THIS WEEK'S FEATURED STORIES
Politics: On the air and online, primary candidates won't be in the neighborhood
By Jackie R. Broach
Leading up to past presidential primary elections, Georgetown County seemed to be a regular stop on the campaign trail.
For a while before the 2008 election, it seemed John McCain was planning a visit nearly every other month and the county also welcomed Mitt Romney and John Edwards, as well as Michelle Obama and Bill Clinton who were drumming up votes for their respective spouses.
In prior cycles, George W. Bush and Steve Forbes were among visitors, but in this go-round candidates have been conspicuously absent. Anita Perry, wife of Texas Gov. Rick Perry, is the closest county voters have been able to come at home to any of the long list of presidential hopefuls.
A list of candidates have made stops in Horry and Charleston counties. (Romney was in Conway just last week.) Yet they’ve all bypassed Georgetown County, though it sits right in the middle.
“We’ve reached out and asked them to stop here,” said Jim Jerow, chairman of the county Republican Party. He attributes the fact that they haven’t to changes over the last four years in how campaigns are run.
“It’s a whole different game in 2012 than we saw in 2008,” he said. “As candidates, in 2008 they were every place. I think they’ve all learned to use Facebook and Twitter and other tools to reach out to potential voters.”
Those tools allow them to reach more people while spending less time on the campaign trail, he added, and when they do make stops, it’s in larger areas.
Jerow doesn’t blame them.
“It’s a lot of wear and tear on one’s body, going to Iowa to New Hampshire to South Carolina or wherever they have to be in a very short period of time,” he said. “I’m disappointed they’re not here, but I understand. I think anybody should understand.”

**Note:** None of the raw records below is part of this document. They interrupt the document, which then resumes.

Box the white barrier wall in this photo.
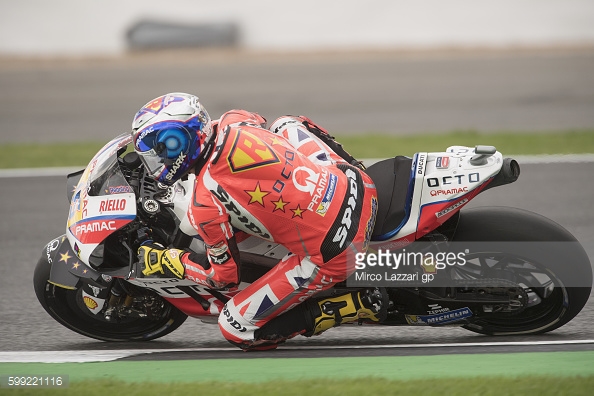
[0,0,594,56]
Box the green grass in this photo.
[0,378,594,396]
[0,129,594,168]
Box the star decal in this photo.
[272,197,290,212]
[291,205,304,218]
[60,252,72,264]
[244,182,270,207]
[270,136,283,146]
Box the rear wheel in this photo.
[454,208,592,335]
[33,256,187,341]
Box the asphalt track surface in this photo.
[0,162,594,358]
[0,51,594,358]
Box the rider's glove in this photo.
[138,243,186,279]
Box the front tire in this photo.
[454,207,592,335]
[33,255,187,341]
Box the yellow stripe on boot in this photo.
[313,292,379,335]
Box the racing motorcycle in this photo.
[34,135,592,341]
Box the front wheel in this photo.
[454,207,592,335]
[33,256,187,341]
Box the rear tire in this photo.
[454,207,592,335]
[33,256,187,341]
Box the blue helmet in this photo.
[132,93,213,185]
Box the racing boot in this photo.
[304,288,389,336]
[138,243,186,279]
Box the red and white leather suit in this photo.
[182,110,377,346]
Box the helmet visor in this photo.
[138,149,165,178]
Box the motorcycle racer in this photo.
[132,93,387,350]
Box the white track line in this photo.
[0,340,594,363]
[0,154,594,178]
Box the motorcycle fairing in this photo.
[45,235,101,289]
[66,134,136,265]
[370,146,503,247]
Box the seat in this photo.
[365,156,414,241]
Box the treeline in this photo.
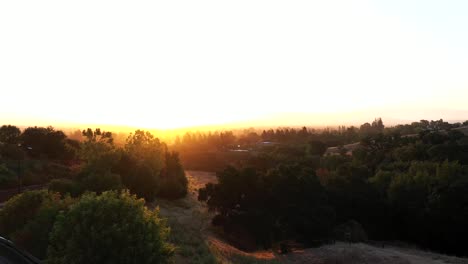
[199,120,468,255]
[172,118,468,171]
[0,125,188,263]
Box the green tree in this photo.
[0,191,74,259]
[48,192,174,264]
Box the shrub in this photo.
[334,220,367,243]
[48,191,173,264]
[0,191,73,259]
[49,179,83,197]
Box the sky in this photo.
[0,0,468,129]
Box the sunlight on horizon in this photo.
[0,1,468,129]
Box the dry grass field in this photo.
[151,171,468,264]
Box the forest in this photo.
[0,118,468,263]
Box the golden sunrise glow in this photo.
[0,1,468,129]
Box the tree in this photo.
[158,152,188,199]
[0,191,74,259]
[309,140,327,156]
[47,191,174,264]
[0,125,21,144]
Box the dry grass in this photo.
[150,171,468,264]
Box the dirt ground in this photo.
[151,171,468,264]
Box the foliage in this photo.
[0,191,73,259]
[158,152,188,199]
[49,179,83,197]
[199,166,334,247]
[0,125,21,144]
[48,192,173,264]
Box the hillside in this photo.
[152,171,468,264]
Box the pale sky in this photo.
[0,0,468,128]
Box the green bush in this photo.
[49,179,83,197]
[0,191,73,259]
[79,172,122,193]
[0,191,49,237]
[48,191,174,264]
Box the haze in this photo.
[0,0,468,128]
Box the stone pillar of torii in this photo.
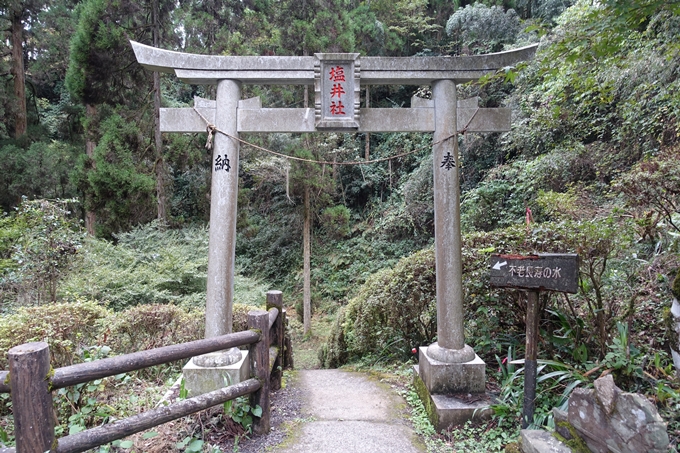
[132,42,536,410]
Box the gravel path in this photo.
[231,370,424,453]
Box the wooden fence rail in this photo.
[0,291,293,453]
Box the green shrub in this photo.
[320,218,637,367]
[321,245,437,366]
[61,222,270,311]
[104,304,205,354]
[0,302,111,369]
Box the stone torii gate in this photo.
[132,42,537,416]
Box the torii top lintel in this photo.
[131,41,538,85]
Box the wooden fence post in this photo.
[267,291,284,392]
[248,310,271,434]
[7,341,56,453]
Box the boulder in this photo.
[568,375,669,453]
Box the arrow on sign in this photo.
[492,261,508,271]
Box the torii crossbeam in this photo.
[132,42,537,410]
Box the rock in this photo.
[595,374,621,415]
[568,377,669,453]
[553,407,572,440]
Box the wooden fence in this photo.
[0,291,293,453]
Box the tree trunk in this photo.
[302,187,312,335]
[85,104,97,237]
[11,11,27,138]
[152,0,168,228]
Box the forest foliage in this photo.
[0,0,680,442]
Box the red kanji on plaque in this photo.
[331,83,345,98]
[331,101,345,115]
[330,66,345,82]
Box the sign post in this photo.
[489,253,578,429]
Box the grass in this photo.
[288,309,334,370]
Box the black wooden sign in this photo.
[489,253,578,293]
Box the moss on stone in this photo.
[553,421,591,453]
[662,306,680,351]
[505,442,522,453]
[413,373,439,429]
[671,270,680,300]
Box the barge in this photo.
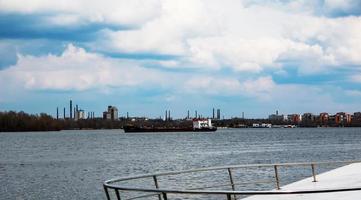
[123,119,217,133]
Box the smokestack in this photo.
[69,100,73,119]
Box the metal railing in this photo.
[103,160,361,200]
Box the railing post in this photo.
[162,192,168,200]
[103,185,110,200]
[153,175,162,200]
[227,168,237,199]
[114,189,121,200]
[273,165,281,190]
[311,164,317,182]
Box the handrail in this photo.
[103,160,361,200]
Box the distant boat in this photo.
[123,119,217,133]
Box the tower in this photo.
[69,100,73,119]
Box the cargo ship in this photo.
[123,119,217,133]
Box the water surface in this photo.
[0,128,361,200]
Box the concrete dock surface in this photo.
[245,163,361,200]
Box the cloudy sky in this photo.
[0,0,361,117]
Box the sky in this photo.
[0,0,361,118]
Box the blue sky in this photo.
[0,0,361,118]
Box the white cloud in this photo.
[345,90,361,97]
[0,0,161,25]
[0,44,171,90]
[350,74,361,83]
[93,0,361,73]
[0,0,361,73]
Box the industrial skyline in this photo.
[0,0,361,118]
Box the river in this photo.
[0,128,361,200]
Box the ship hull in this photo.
[123,126,217,133]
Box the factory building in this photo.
[103,106,118,120]
[74,109,85,120]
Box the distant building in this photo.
[287,114,301,124]
[302,113,316,122]
[319,112,330,125]
[335,112,351,125]
[103,106,118,120]
[74,109,85,120]
[217,109,221,119]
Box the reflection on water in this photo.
[0,128,361,199]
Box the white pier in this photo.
[245,163,361,200]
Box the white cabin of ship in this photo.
[193,119,212,129]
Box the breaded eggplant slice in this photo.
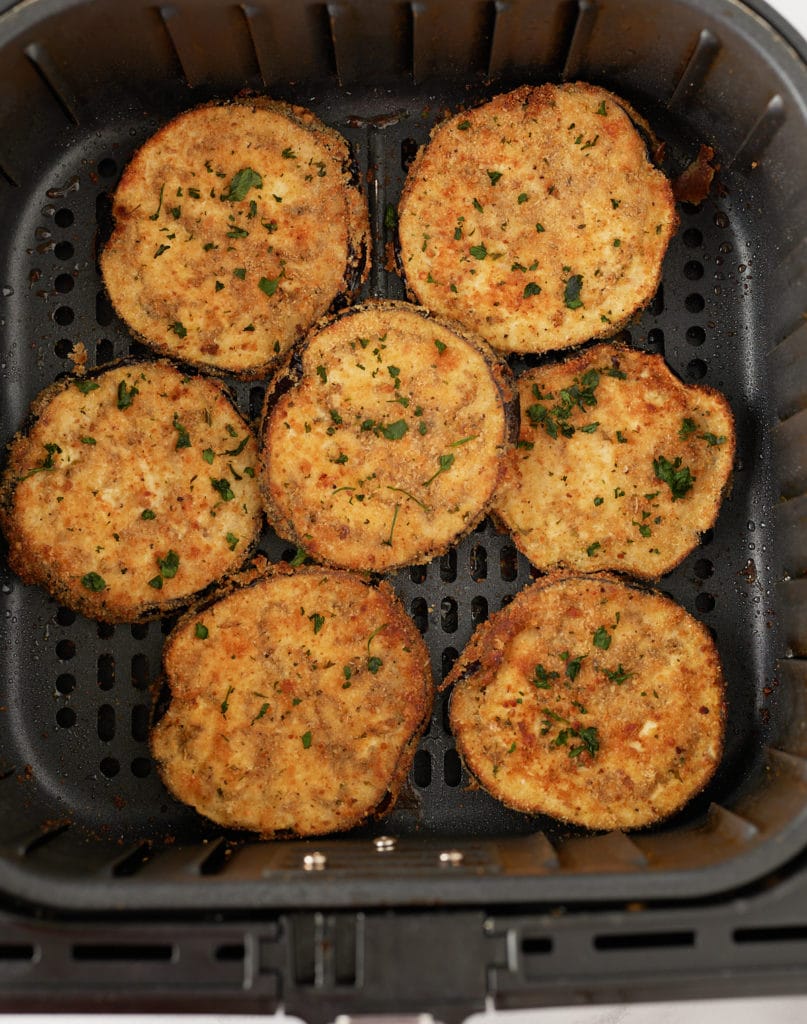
[0,361,262,623]
[398,82,678,352]
[494,344,735,580]
[445,575,724,829]
[100,99,369,378]
[152,566,433,838]
[261,302,517,572]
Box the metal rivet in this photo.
[303,850,328,871]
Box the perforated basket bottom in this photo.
[0,83,779,841]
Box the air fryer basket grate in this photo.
[0,2,807,906]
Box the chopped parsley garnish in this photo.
[174,413,190,449]
[653,455,695,502]
[81,572,107,593]
[118,381,140,409]
[258,278,281,295]
[210,476,236,502]
[221,167,263,203]
[678,417,697,441]
[563,273,583,309]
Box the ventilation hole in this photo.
[213,942,246,963]
[56,608,76,626]
[732,925,807,942]
[132,654,148,690]
[499,544,518,583]
[73,942,174,961]
[684,259,704,281]
[695,594,715,611]
[0,942,34,961]
[132,705,148,741]
[400,138,418,171]
[97,705,115,743]
[56,672,76,695]
[470,544,487,583]
[647,327,664,352]
[440,548,457,583]
[521,938,552,956]
[131,758,152,778]
[471,595,487,626]
[440,647,459,680]
[56,708,76,729]
[98,654,115,690]
[442,748,462,787]
[95,292,115,327]
[412,751,431,790]
[250,384,266,420]
[440,597,459,633]
[56,640,76,662]
[594,932,695,949]
[409,565,428,583]
[410,597,429,633]
[95,338,115,364]
[694,558,715,580]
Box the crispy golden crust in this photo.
[444,575,724,828]
[398,83,677,352]
[261,302,514,571]
[100,99,369,378]
[152,566,433,837]
[0,361,261,623]
[494,345,735,580]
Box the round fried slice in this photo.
[100,100,369,378]
[0,361,261,623]
[399,83,677,352]
[494,345,735,580]
[152,566,433,837]
[445,577,724,828]
[261,302,515,571]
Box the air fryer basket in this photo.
[0,0,807,999]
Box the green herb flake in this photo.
[653,455,695,502]
[221,167,263,203]
[118,381,140,409]
[81,572,107,593]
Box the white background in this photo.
[0,0,807,1024]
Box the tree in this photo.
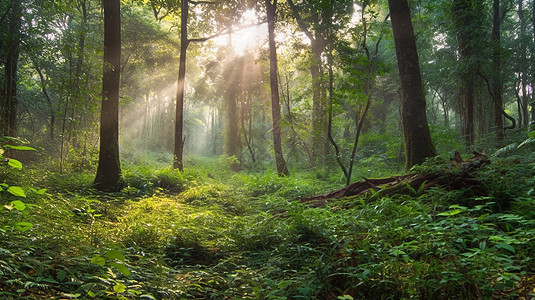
[451,0,484,146]
[0,0,22,137]
[173,0,190,171]
[388,0,436,170]
[93,0,121,191]
[264,0,290,176]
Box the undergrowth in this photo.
[0,135,535,299]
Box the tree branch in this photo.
[288,0,314,42]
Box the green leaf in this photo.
[110,262,130,277]
[63,293,82,299]
[30,188,46,195]
[11,200,26,211]
[7,186,26,198]
[91,255,106,267]
[106,250,124,261]
[113,283,126,293]
[438,209,463,216]
[7,158,22,170]
[15,222,33,232]
[496,243,516,253]
[56,270,67,282]
[4,145,37,151]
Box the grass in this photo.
[0,137,535,299]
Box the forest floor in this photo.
[0,135,535,299]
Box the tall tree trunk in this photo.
[452,0,481,146]
[491,0,504,143]
[173,0,189,172]
[225,88,241,171]
[517,0,529,128]
[93,0,121,191]
[388,0,436,170]
[309,38,327,164]
[526,1,535,124]
[0,0,22,137]
[264,0,290,176]
[288,0,328,164]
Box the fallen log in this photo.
[301,151,490,206]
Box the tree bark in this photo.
[288,0,328,164]
[491,0,505,143]
[264,0,290,176]
[388,0,436,170]
[173,0,190,172]
[0,0,22,137]
[517,0,529,128]
[93,0,121,191]
[452,0,481,146]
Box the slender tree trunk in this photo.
[240,92,256,163]
[491,0,505,143]
[309,39,327,164]
[32,58,56,142]
[173,0,189,172]
[93,0,121,191]
[264,0,290,176]
[518,0,529,128]
[288,0,329,164]
[225,88,241,171]
[0,0,22,137]
[388,0,436,170]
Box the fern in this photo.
[24,281,50,289]
[492,143,520,157]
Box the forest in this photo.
[0,0,535,300]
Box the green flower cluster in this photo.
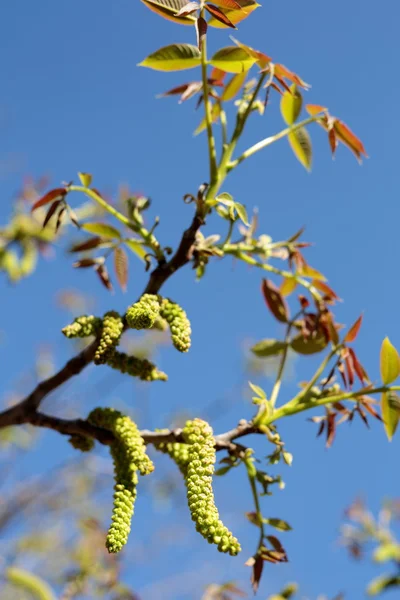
[125,294,160,329]
[160,298,192,352]
[156,429,189,477]
[61,315,103,338]
[183,419,241,556]
[68,433,94,452]
[107,350,168,381]
[88,408,154,553]
[94,310,124,365]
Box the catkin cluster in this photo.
[160,298,192,352]
[88,408,154,553]
[94,310,124,365]
[107,350,168,381]
[125,294,160,329]
[62,315,103,338]
[183,419,241,556]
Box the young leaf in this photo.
[210,46,256,73]
[343,315,362,344]
[250,339,286,358]
[261,279,289,323]
[204,4,236,29]
[82,223,121,240]
[221,71,247,102]
[114,246,128,292]
[138,44,201,71]
[380,337,400,385]
[288,127,312,171]
[381,392,400,441]
[208,0,260,28]
[78,172,92,187]
[142,0,195,25]
[281,83,303,125]
[31,188,68,212]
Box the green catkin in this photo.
[107,350,168,381]
[125,294,160,329]
[88,408,154,554]
[160,298,192,352]
[68,433,94,452]
[94,310,124,365]
[183,419,241,556]
[61,315,103,338]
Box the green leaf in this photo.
[281,83,303,125]
[367,575,400,596]
[250,339,286,358]
[210,46,256,73]
[81,223,121,240]
[288,127,312,171]
[124,240,147,261]
[221,71,247,102]
[138,44,201,71]
[380,337,400,385]
[381,392,400,442]
[263,519,292,531]
[142,0,196,25]
[235,202,249,225]
[249,381,267,400]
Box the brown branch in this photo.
[0,206,204,432]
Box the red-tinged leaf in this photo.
[279,277,297,296]
[305,104,328,117]
[31,188,68,212]
[261,279,289,323]
[326,413,336,448]
[311,279,340,301]
[72,258,104,269]
[175,2,200,17]
[343,315,362,344]
[348,348,370,385]
[204,4,237,29]
[328,129,339,158]
[95,265,113,292]
[274,64,310,89]
[56,206,65,233]
[245,556,264,594]
[196,17,207,50]
[114,246,128,292]
[333,119,368,162]
[42,200,62,229]
[69,236,109,252]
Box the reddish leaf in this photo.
[261,279,289,323]
[43,200,62,229]
[69,236,105,252]
[344,315,362,344]
[114,246,128,292]
[31,188,68,212]
[95,265,113,292]
[204,4,237,29]
[333,119,368,162]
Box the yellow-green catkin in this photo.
[160,298,192,352]
[61,315,103,338]
[156,429,189,477]
[68,433,94,452]
[94,310,124,365]
[88,408,154,553]
[107,350,168,381]
[183,419,241,556]
[125,294,160,329]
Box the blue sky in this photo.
[0,0,400,600]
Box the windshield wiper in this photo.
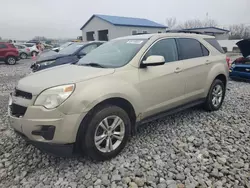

Social networking and an increased reliance on the internet for campaigning might have something to do with why candidates haven’t been here, but Glen O’Connell, state executive committeeman for the county party, said he believes it has more to do with who is issuing the invitations – or rather not issuing them. He isn’t seeing the kind of major campaign support he has seen in previous elections.
“In years past if you had asked who in Georgetown was the McCain person or the Romney person, I could have told you,” O’Connell said. “This year, I’m not sure I can. It may be we’re not seeing them as much because we’re not inviting them.”
An invitation issued by the party might not have the same kind of pull as one from an individual who is on the ground working and recruiting donations and supporters for a campaign, he explained.
But there seem to be fewer of those people around this year.
“Even at the Republican meetings, you don’t see anybody standing up and lobbying on any particular candidate’s behalf,” O’Connell said.
With the presidential primary just over a week away, many local Republicans say they are still undecided about who they’ll vote for when the time comes.
Tom Swatzel, a political consultant who was county GOP chairman during the 2008 election, cited reports that show the GOP presidential field has raised 40 percent less in campaign contributions than in the 2008 election cycle. That could also be a big reason why candidates are skipping smaller stops, such as Georgetown County, on the campaign trail.
They’re trying to be more cost effective in their campaigns and targeting stops where they can reach more people and get more publicity.
He cited a recent article in Roll Call that noted, “GOP presidential primary contenders are thus far emerging as the big losers in an election that otherwise appears largely unaffected by the recession.”
Receipts in nearly every other category are up, the article noted. Political action committee receipts totaled more than $515 million as of the third quarter, an increase of about 30 percent over the same point in the previous presidential election, according to public records.
But 13 GOP White House candidates had collected just shy of $90 million at the end of the third quarter. In the 2008 cycle, 10 candidates collected more than $150 million by the same time.